This invention concerns a method for recovering residual hydrocarbons with a miscible solvent flood from a reservoir which has been previously gas flushed. More particularly, the method employs at least one horizontal well to inject miscible solvent and at least one injection well to inject a drive gas to move the miscible solvent through the reservoir.
Horizontal wells have been investigated and tested for oil recovery for quite some time. At present, the use of horizontal wells is usually limited to formations containing highly viscous crude. In the future, horizontal wells will be used more widely for other types of formations. It seems likely that horizontal wells will soon become a chief method of producing tar sand formations and other highly viscous oils which cannot be efficiently produced by conventional methods because of their high viscosity. Most heavy oil and tar sand formations cannot be economically produced by surface mining techniques because of their formation depth.
Various proposals have been set forth for petroleum recovery with horizontal well schemes. Most have involved steam injection or in situ combustion with horizontal wells serving as both injection wells and producing wells.

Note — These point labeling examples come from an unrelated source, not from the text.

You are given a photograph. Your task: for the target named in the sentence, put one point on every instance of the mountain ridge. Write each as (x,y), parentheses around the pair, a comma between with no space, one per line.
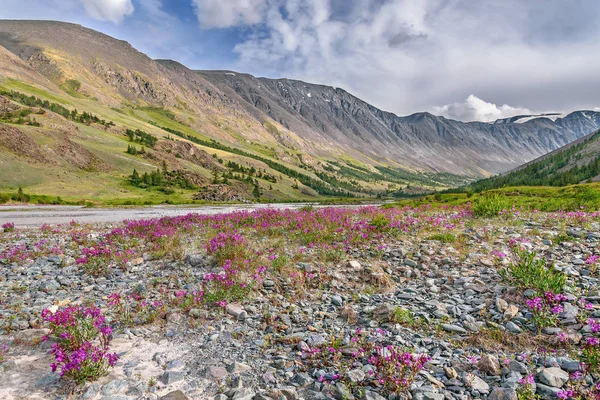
(330,134)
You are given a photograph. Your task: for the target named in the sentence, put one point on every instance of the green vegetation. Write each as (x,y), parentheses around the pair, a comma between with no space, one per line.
(139,136)
(72,87)
(131,149)
(20,117)
(443,237)
(321,187)
(492,202)
(73,115)
(565,167)
(530,272)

Steam and combustion processes have been employed to heat viscous formations to lower the viscosity of the petroleum as well as to provide the driving force to push the hydrocarbons toward a well.
A system of using parallel horizontal wells drilled laterally from subsurface tunnels into the lower portion of a tar sand formation is disclosed in U.S. Pat. No. 4,463,988. The described process injects a displacing means such as steam into the boreholes to cause hydrocarbons to flow into the lower portion of the lateral borehole and be produced to the surface.
U.S. Pat. No. 4,577,691 discloses a plurality of parallel horizontal wells arranged in a vertical plane whereby a thermal fluid can be injected into upper wells to drive hydrocarbons down from the area of the upper wells to the horizontal wells immediately below and lying in the same vertical plane. U.S. Pat. No. 4,700,779 discloses a pattern of four or more horizontal wells lying parallel to each other in a horizontal plane within a thin reservoir. The wells in a horizontal plane are used with a combination steam and water injection process to sweep oil from one end to the other end of the pattern.
The use of two or more parallel horizontal injection and production wells is disclosed in U.S. Pat. No. 4,598,770. In this reference, two horizontal wells are drilled parallel to each other at the bottom of the hydrocarbon formation. A thermal fluid is injected through one of the horizontal wells and that fluid and hydrocarbons are produced at the other parallel horizontal well. U.S. Pat. Nos. 4,385,662 and 4,510,997 have a disclosure similar to U.S. Pat. No. 4,598,770 except that a hydrocarbon solvent is injected and allowed to soak in a tar sand formation. Thereafter, a driving fluid such as water is injected to drive the formation fluids and solvent to the horizontal production well in U.S. Pat. No. 4,510,997. The method of U.S. Pat. No. 4,385,662 adds a second injection of solvent followed by a soak period before the drive fluid injection.
U.S. Pat. No. 4,022,279 discloses a system for conditioning an oil or gas formation by drilling horizontal spiralling holes from a vertical well. The patent teaches the injection of unnamed "stimulating fluids" into the spiralling wellbores to provide a way to stimulate bore formation area at a predetermined distance around the vertical well than a series of horizontal wells.
It is known that the use of horizontal injection wells increases the areal sweep of a miscible flood. An increase in areal sweep efficiency for miscible solvent floods has been noted for the use of horizontal injection wells over vertical point source injection wells. Please see Chen, S. M., Olynyk, J., "Sweep Efficiency Improvement Using Horizontal Wells Or Tilted Horizontal Wells In Miscible Floods," CIM Paper No. 85-36-62, Edmonton, Canada (June 2-5, 1985), pages 385-400. Chen and Olynyk noted that the greatest percentage increase in sweep efficiency occurred at the most adverse mobility ratios. A similar increase in areal sweep efficiency was noted for horizontal well injections of carbon dioxide versus point-source injection from vertical wells. See Jones, S. E., "Effects Of Horizontal Wellbore Injection Versus Point-Source Injection On The Recovery Of Oil By CO.sub.2," U.S. Department of Energy Report No. DOE/MC/21207-T23, May 1986.
A related process is described in copending U.S. patent application Ser. No. 140,519, filed 1-4-1988, our Docket No. 78,780. The disclosed process injects a solvent through a horizontal well to form a solvent curtain falling through the reservoir. Hydrocarbons banked below the solvent curtain are produced from the bottom of the reservoir.